Fraud comes up in both criminal and civil cases. In criminal cases, the District Attorney’s office will prosecute the defendant, and he or she may be subject to fines and/or imprisonment. In civil cases, the plaintiff (or the person on whom the fraud was committed) will pursue the action. If the plaintiff wins, the defendant may have to pay him or her money as damages.
In California, civil fraud comes up in two (2) contexts: torts and contracts. “Tort” is just a fancy word for a wrongful act. However, torts do not include breaches of contract. As a result, there are different rules for dealing with fraud in torts and contracts cases.
Many courts use the terms “fraud” and “deceit” interchangeably, so don’t be thrown off.

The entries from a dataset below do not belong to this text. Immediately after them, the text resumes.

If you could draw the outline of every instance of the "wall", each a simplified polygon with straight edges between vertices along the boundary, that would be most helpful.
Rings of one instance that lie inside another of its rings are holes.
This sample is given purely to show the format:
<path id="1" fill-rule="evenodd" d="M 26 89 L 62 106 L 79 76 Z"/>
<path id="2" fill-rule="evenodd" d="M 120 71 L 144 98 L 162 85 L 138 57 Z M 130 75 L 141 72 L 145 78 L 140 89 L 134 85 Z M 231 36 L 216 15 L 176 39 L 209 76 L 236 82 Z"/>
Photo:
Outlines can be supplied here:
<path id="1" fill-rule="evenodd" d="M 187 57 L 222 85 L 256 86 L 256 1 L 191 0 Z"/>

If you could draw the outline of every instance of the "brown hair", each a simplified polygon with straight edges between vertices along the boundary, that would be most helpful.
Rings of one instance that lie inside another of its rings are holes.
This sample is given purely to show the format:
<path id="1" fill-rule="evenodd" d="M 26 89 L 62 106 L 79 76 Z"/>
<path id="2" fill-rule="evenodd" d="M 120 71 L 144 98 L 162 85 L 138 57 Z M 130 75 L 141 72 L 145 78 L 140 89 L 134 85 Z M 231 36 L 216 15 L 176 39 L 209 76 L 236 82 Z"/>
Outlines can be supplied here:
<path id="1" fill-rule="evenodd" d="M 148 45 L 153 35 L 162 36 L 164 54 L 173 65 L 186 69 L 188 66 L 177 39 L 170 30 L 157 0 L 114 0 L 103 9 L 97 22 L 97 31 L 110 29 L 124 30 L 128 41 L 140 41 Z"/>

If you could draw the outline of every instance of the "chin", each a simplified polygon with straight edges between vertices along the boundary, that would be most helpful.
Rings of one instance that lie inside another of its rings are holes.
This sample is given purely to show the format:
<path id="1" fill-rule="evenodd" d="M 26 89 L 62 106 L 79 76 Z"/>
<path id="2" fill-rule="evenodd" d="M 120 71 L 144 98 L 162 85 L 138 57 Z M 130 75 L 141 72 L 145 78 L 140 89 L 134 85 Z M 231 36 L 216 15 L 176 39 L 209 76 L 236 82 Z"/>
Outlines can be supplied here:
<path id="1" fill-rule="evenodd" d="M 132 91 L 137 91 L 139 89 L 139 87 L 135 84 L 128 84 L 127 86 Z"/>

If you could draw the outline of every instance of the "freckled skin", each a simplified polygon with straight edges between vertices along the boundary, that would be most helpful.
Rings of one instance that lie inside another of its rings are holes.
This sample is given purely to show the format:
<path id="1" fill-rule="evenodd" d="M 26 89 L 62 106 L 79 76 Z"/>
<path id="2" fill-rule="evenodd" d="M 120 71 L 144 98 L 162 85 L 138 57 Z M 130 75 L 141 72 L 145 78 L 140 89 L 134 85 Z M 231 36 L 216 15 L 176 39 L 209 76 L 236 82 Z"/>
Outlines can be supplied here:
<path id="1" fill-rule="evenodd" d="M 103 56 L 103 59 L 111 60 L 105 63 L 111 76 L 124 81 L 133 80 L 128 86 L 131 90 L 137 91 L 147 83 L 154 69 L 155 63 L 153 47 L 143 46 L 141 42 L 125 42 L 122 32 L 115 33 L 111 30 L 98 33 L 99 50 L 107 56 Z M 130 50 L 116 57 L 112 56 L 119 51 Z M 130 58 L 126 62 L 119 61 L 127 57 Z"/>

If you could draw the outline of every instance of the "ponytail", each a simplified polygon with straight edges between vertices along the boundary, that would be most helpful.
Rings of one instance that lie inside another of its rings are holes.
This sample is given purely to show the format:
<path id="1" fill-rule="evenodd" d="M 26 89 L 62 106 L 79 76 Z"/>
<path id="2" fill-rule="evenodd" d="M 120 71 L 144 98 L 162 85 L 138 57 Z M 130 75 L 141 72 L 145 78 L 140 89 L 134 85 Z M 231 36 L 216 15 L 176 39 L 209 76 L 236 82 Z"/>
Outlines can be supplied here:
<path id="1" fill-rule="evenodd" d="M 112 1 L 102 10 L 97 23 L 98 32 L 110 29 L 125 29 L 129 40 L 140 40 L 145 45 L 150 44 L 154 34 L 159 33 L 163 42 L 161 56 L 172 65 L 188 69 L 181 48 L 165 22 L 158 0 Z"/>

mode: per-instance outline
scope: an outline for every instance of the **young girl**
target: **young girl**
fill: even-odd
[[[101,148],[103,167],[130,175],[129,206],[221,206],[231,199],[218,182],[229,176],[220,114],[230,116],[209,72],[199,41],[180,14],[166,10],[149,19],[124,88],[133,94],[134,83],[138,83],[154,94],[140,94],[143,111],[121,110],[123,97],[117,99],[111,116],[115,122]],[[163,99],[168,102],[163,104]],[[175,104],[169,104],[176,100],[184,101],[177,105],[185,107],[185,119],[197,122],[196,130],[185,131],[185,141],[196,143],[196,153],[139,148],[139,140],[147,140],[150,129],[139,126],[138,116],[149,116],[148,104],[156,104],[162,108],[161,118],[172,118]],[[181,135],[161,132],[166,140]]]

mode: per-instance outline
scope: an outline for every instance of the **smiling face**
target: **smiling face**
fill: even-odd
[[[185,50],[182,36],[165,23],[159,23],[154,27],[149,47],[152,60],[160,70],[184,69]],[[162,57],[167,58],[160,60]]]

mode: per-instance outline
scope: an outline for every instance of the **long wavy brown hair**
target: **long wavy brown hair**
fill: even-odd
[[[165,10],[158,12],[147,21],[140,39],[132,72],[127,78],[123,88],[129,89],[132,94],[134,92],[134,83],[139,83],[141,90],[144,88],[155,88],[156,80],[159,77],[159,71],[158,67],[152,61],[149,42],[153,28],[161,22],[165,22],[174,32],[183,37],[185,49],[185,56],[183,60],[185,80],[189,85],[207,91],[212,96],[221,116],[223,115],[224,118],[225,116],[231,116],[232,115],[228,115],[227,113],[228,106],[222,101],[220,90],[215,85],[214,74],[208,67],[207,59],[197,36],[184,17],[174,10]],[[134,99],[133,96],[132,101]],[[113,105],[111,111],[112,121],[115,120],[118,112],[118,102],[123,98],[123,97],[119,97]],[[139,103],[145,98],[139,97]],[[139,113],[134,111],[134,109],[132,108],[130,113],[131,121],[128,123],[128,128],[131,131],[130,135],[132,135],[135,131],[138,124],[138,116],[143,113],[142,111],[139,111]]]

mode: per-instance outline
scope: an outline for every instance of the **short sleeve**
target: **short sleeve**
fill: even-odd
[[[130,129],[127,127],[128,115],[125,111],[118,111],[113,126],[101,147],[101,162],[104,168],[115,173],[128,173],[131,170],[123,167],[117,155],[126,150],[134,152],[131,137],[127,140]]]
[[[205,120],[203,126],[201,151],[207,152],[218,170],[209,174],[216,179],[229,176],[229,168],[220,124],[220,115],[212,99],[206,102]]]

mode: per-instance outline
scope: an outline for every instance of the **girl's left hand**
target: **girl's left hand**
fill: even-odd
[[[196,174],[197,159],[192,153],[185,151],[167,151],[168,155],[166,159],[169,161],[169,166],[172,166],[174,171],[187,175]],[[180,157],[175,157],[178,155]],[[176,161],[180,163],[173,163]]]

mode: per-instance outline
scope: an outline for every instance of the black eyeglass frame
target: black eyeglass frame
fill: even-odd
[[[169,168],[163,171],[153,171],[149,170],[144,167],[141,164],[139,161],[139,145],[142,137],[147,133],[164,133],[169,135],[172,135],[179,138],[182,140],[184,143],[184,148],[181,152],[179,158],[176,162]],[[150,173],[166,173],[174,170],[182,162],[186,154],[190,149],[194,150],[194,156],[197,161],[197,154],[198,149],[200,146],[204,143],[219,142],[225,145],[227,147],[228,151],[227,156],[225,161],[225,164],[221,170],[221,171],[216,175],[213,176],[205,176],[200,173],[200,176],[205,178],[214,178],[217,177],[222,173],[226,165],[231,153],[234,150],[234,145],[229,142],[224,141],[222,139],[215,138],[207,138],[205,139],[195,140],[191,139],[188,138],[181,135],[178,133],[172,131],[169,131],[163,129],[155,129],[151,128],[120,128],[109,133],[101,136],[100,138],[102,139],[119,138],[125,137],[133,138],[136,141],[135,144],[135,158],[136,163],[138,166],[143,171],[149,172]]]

The idea behind both is that if a person intentionally tricks you into doing something you otherwise would not have done, he or she should be liable.
For torts, California uses the term “deceit” rather than fraud. The California Civil Code states that deceit can mean many things, including: (1) a knowingly false suggestion; (2) an assertion with no reasonable grounds for believing it; (3) a suppression of fact, which must be disclosed; (4) a misleading fact; or (5) a promise without any intention of performing it.
For contracts, the California Civil Code identifies two (2) types of fraud: actual and constructive.
Actual fraud may occur through: (1) a knowingly false suggestion; (2) a positive assertion with no information to warrant it; (3) a knowing suppression of fact; (4) a promise without any intention of performing it; or (5) any other act fitted to deceive.
On the other hand, constructive fraud means: (1) any breach of duty in which one person gains an advantage over another by misleading him; or (2) any act or omission that the law specifically states is fraudulent.